Keep your head on a swivel


To keep your head on a swivel is one of those phrases that probably sounds utterly nuts for those of you who aren’t native speakers of the English language.

But in reality:

All it means is that you need to be careful. You should be fully alert of any dangers that might be lurking around the corner. Don’t feel too safe, because doing so will be your downfall.

Imagine your head being put onto a swivel if such a thing were to happen, and your head would somehow remain conscious, you could be able to spin your head around, and take a look at everything around you.


There are a few places where a lot of phrases have come from classic films, magazines, famous authors, and the military.

When you look into it, it’s surprising just how many aspects of our everyday lives have their origins in the military. Including common phrases.

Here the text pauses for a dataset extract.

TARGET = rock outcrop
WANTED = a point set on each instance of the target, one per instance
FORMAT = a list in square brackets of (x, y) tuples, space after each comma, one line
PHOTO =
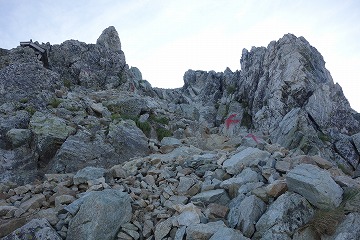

“Keep your head on a swivel” is often said by commanders to their troops. Usually when they’re about to go on patrol in a dangerous area. In these kinds of places, terrorists, and bombs are rife, and you never know where one might be lurking. Which is why it’s wise to always have your eyes open.

Why it makes sense for the military to say it

As I’m sure, many of you will know (and some of you might even have first-hand experience of), working in the military is a dangerous job.

There are always people who want to kill you, and they will stop at nothing to try. For this reason, something as simple as a walk around the block could end up with you being in a box.

Following the advice of “keep your head on a swivel” is going to be wise. If you want to increase your chances of survival, you need to be aware of all the places that danger could be hiding.

What is a swivel?

I’m 99% sure that there will be some of you reading this, and wondering what a swivel is. Knowing what the phrase means can’t be easy if you don’t know about the contraption. So allow me to explain.

A swivel is when two parts are connected, in a way which enables one to spin around without becoming disconnected from the other. That’s why we call a chain that turns a “swivel chair”. It’s also because of this device that we get the phrase “to swivel around”.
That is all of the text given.